ASML, a vital entity in the global chip supply chain, supplies extreme ultraviolet lithography machines to major chipmakers such as Nvidia and Taiwan Semiconductor Manufacturing. The company’s third-quarter net sales reached 7.5 billion euros, surpassing expectations. However, net bookings fell short at 2.6 billion euros ($2.83 billion), compared to a consensus estimate of 5.6 billion euros from LSEG.

Following this announcement, ASML’s shares fell by as much as 16% on Tuesday, resulting in over $50 billion in market capitalization loss in just one day, based on CNBC’s calculations using LSEG data. Analysts cited weakness among certain customers, including Intel and Samsung, as reasons for the booking disappointments. Additionally, geopolitical tensions were highlighted as influencing ASML’s 2025 outlook.
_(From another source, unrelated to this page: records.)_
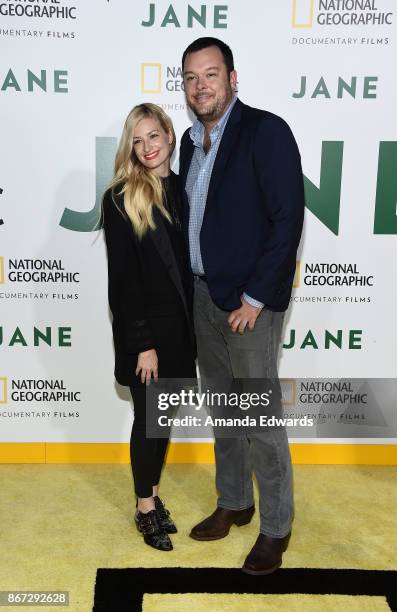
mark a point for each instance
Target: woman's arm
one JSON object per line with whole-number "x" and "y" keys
{"x": 125, "y": 281}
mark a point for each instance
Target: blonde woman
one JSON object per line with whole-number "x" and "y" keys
{"x": 149, "y": 293}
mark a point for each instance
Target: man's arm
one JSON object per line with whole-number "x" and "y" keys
{"x": 279, "y": 172}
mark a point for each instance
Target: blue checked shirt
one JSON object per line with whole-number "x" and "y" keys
{"x": 197, "y": 183}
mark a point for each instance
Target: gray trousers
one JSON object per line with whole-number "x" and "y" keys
{"x": 224, "y": 354}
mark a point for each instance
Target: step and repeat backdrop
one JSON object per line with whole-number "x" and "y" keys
{"x": 70, "y": 71}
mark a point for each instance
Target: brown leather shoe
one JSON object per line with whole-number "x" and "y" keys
{"x": 266, "y": 555}
{"x": 218, "y": 525}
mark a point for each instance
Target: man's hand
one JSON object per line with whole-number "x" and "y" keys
{"x": 147, "y": 365}
{"x": 246, "y": 314}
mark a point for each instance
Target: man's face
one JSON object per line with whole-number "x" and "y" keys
{"x": 208, "y": 87}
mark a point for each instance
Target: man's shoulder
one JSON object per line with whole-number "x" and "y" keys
{"x": 265, "y": 118}
{"x": 186, "y": 136}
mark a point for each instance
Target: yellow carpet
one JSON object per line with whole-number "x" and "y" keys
{"x": 59, "y": 523}
{"x": 263, "y": 603}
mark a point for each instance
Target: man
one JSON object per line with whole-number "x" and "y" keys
{"x": 243, "y": 195}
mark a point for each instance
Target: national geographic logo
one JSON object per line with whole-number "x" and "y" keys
{"x": 207, "y": 16}
{"x": 38, "y": 9}
{"x": 34, "y": 272}
{"x": 156, "y": 79}
{"x": 37, "y": 271}
{"x": 288, "y": 391}
{"x": 36, "y": 390}
{"x": 331, "y": 275}
{"x": 19, "y": 396}
{"x": 335, "y": 275}
{"x": 309, "y": 13}
{"x": 3, "y": 390}
{"x": 49, "y": 336}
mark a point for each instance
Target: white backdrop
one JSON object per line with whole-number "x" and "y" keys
{"x": 57, "y": 142}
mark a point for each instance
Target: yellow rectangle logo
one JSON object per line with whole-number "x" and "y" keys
{"x": 297, "y": 278}
{"x": 288, "y": 391}
{"x": 151, "y": 78}
{"x": 302, "y": 13}
{"x": 3, "y": 390}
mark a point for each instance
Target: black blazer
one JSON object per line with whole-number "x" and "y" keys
{"x": 149, "y": 300}
{"x": 254, "y": 211}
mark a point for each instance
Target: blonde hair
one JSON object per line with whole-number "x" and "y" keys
{"x": 142, "y": 188}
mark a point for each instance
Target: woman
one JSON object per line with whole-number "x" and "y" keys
{"x": 149, "y": 293}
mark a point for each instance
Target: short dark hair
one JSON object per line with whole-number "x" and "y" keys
{"x": 209, "y": 41}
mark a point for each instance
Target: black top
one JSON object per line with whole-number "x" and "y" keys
{"x": 149, "y": 289}
{"x": 173, "y": 204}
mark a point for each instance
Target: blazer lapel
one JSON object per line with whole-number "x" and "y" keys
{"x": 226, "y": 147}
{"x": 163, "y": 245}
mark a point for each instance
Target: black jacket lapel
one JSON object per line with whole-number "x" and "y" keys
{"x": 161, "y": 241}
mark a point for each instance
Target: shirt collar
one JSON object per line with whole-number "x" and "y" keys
{"x": 197, "y": 130}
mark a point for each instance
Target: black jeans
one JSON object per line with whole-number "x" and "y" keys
{"x": 147, "y": 454}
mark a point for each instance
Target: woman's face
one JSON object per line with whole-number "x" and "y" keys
{"x": 152, "y": 145}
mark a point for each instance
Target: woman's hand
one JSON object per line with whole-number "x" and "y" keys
{"x": 147, "y": 365}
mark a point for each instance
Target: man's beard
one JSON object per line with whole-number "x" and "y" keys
{"x": 215, "y": 110}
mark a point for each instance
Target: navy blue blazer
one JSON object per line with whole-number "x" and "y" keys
{"x": 254, "y": 211}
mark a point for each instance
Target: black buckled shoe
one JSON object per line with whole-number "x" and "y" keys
{"x": 164, "y": 516}
{"x": 154, "y": 535}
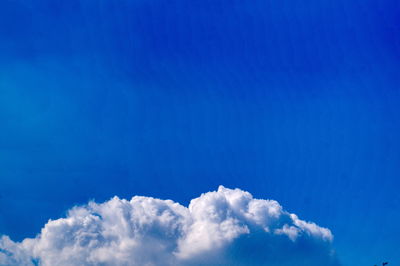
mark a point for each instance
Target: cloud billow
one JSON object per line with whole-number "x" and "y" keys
{"x": 224, "y": 227}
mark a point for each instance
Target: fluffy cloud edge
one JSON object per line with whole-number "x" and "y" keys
{"x": 222, "y": 227}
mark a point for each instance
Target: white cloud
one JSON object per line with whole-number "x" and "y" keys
{"x": 224, "y": 227}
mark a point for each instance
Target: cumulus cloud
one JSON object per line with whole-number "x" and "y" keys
{"x": 223, "y": 227}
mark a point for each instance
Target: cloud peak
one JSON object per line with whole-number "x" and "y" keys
{"x": 223, "y": 227}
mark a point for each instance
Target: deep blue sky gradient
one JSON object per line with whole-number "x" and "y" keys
{"x": 298, "y": 101}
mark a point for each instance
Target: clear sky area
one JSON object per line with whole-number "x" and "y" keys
{"x": 295, "y": 101}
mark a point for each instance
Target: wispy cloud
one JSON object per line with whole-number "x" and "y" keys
{"x": 224, "y": 227}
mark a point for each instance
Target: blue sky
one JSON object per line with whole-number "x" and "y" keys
{"x": 290, "y": 100}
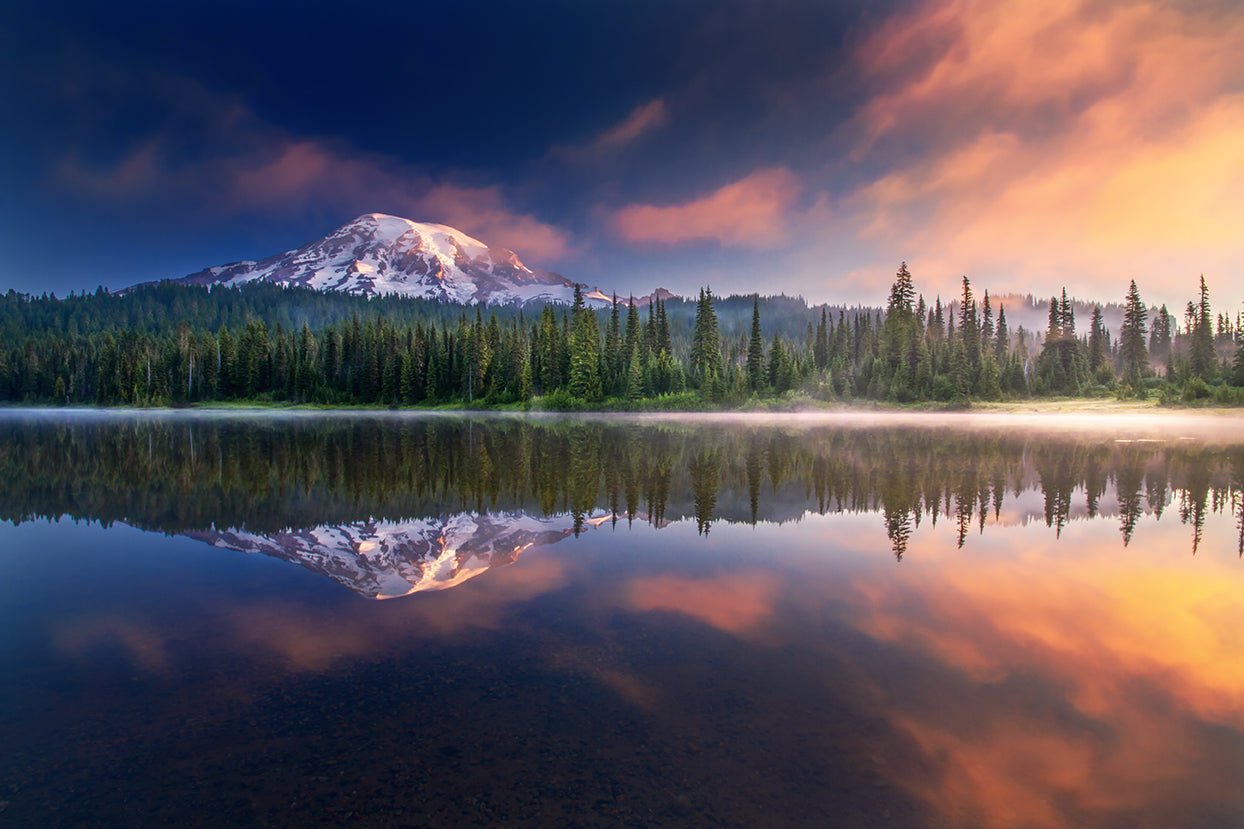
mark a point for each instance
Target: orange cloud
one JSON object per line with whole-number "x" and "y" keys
{"x": 756, "y": 210}
{"x": 1074, "y": 141}
{"x": 281, "y": 174}
{"x": 1131, "y": 656}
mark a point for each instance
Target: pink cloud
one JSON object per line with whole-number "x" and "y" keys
{"x": 638, "y": 122}
{"x": 756, "y": 210}
{"x": 263, "y": 169}
{"x": 1072, "y": 142}
{"x": 643, "y": 118}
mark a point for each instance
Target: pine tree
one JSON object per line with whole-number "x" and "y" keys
{"x": 1132, "y": 355}
{"x": 1096, "y": 340}
{"x": 613, "y": 355}
{"x": 755, "y": 349}
{"x": 1238, "y": 364}
{"x": 1203, "y": 360}
{"x": 585, "y": 352}
{"x": 821, "y": 344}
{"x": 1002, "y": 336}
{"x": 705, "y": 355}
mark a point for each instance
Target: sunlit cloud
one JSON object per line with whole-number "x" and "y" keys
{"x": 1058, "y": 143}
{"x": 1126, "y": 659}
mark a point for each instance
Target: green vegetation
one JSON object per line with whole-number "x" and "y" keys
{"x": 183, "y": 345}
{"x": 270, "y": 474}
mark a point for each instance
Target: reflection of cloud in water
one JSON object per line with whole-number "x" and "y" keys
{"x": 734, "y": 601}
{"x": 1074, "y": 680}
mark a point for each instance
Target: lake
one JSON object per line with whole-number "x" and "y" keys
{"x": 215, "y": 619}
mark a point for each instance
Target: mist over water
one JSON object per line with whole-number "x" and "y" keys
{"x": 856, "y": 619}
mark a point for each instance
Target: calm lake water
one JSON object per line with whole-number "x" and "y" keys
{"x": 436, "y": 620}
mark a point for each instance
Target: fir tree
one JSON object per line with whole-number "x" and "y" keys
{"x": 1132, "y": 355}
{"x": 755, "y": 350}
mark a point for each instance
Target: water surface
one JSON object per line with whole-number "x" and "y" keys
{"x": 434, "y": 620}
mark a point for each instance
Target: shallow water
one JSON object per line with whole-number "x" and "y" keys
{"x": 620, "y": 621}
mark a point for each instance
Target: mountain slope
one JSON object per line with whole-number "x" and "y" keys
{"x": 386, "y": 254}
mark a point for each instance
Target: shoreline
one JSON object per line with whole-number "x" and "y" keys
{"x": 1018, "y": 410}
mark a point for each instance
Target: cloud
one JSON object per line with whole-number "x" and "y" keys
{"x": 641, "y": 121}
{"x": 1072, "y": 142}
{"x": 734, "y": 603}
{"x": 758, "y": 210}
{"x": 250, "y": 167}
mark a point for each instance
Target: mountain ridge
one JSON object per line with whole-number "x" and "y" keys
{"x": 382, "y": 254}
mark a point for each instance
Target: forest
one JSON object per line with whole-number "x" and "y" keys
{"x": 174, "y": 345}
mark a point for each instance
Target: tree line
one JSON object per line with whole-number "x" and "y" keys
{"x": 156, "y": 345}
{"x": 183, "y": 474}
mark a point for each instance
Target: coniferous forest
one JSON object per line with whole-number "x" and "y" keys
{"x": 167, "y": 344}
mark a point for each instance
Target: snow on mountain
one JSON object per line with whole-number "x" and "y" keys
{"x": 378, "y": 254}
{"x": 391, "y": 559}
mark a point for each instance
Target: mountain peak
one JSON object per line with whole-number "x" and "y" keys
{"x": 380, "y": 254}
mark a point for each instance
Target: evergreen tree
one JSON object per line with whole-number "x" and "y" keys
{"x": 755, "y": 349}
{"x": 1096, "y": 340}
{"x": 1132, "y": 355}
{"x": 585, "y": 352}
{"x": 705, "y": 355}
{"x": 1203, "y": 361}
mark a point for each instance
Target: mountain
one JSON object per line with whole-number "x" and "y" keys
{"x": 388, "y": 559}
{"x": 386, "y": 254}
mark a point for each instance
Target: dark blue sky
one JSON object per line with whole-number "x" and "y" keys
{"x": 786, "y": 146}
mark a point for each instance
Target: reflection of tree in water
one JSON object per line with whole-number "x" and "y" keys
{"x": 270, "y": 474}
{"x": 705, "y": 473}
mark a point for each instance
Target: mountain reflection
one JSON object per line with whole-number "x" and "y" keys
{"x": 391, "y": 505}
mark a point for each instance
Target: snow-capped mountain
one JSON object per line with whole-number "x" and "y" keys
{"x": 391, "y": 559}
{"x": 381, "y": 254}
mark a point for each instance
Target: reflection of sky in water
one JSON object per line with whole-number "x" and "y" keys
{"x": 788, "y": 672}
{"x": 1023, "y": 679}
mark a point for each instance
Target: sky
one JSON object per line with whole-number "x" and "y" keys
{"x": 799, "y": 147}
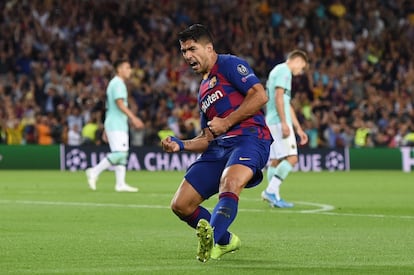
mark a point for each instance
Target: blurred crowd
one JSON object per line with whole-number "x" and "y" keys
{"x": 56, "y": 56}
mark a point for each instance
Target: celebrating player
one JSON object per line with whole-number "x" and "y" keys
{"x": 234, "y": 142}
{"x": 281, "y": 118}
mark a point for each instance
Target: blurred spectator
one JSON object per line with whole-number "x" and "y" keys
{"x": 89, "y": 131}
{"x": 74, "y": 136}
{"x": 43, "y": 131}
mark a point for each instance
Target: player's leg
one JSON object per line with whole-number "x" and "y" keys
{"x": 201, "y": 182}
{"x": 283, "y": 158}
{"x": 244, "y": 170}
{"x": 119, "y": 144}
{"x": 235, "y": 178}
{"x": 186, "y": 205}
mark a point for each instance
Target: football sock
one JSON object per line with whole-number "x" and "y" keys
{"x": 223, "y": 215}
{"x": 281, "y": 172}
{"x": 199, "y": 213}
{"x": 120, "y": 172}
{"x": 271, "y": 171}
{"x": 102, "y": 165}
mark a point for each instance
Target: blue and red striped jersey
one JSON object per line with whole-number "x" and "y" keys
{"x": 224, "y": 91}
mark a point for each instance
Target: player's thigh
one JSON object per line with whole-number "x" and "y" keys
{"x": 235, "y": 178}
{"x": 118, "y": 141}
{"x": 204, "y": 176}
{"x": 245, "y": 164}
{"x": 186, "y": 199}
{"x": 282, "y": 147}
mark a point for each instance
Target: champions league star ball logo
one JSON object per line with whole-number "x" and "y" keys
{"x": 76, "y": 160}
{"x": 334, "y": 161}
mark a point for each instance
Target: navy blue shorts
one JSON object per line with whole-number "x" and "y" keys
{"x": 205, "y": 173}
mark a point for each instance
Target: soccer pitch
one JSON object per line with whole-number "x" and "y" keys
{"x": 342, "y": 223}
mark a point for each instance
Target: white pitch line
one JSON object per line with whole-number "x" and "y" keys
{"x": 323, "y": 208}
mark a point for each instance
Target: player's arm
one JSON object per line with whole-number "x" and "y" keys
{"x": 198, "y": 144}
{"x": 255, "y": 98}
{"x": 298, "y": 129}
{"x": 136, "y": 122}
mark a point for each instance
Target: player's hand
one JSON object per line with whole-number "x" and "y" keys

ASML’s Chief Financial Officer, Roger Dassen, told analysts in a call that sales to China are expected to decline next year. The U.S. export restrictions were noted as a contributing factor to this anticipated reduction. UBS analysts mentioned that the updated guidance points to a 25% to 30% decrease in 2025 China sales, largely due to delays in developing new logic fabrication facilities by Intel and Samsung.

ASML’s Chinese customers have been stockpiling its less advanced machines in response to U.S. export restrictions. The company has not sold its most advanced extreme ultraviolet lithography (EUV) machines to Chinese customers due to existing restrictions but has instead supplied its second-tier deep ultraviolet lithography (DUV) machines, which are crucial for chip production.

Last year, sales from China comprised 29% of ASML’s revenue, but the company expects this to decrease to around 20% by 2025. This prediction comes as Chinese customers increase their purchases in reaction to anticipated restrictions. ASML reported that China accounted for about 49% of its second-quarter sales in 2024.

In September, the Netherlands expanded export controls on advanced chip tools, effectively enabling the government to manage the exportation of ASML’s machines. This move could potentially impair ASML’s ability to maintain the DUV machines sold to China. Chris Miller, an assistant professor at the Fletcher School of Law and Diplomacy, commented on the situation, stating that export restrictions have likely driven China to accelerate its purchase of older DUV tools from ASML.

Analysts from Bank of America have noted a substantial decline in ASML’s China revenues, predicting a 48% decrease year-over-year by 2025. Abishur Prakash, founder of The Geopolitical Business, stated that ASML’s dependency on China is significant and that the firm is likely to see further declines in demand as it faces substantial export control restrictions.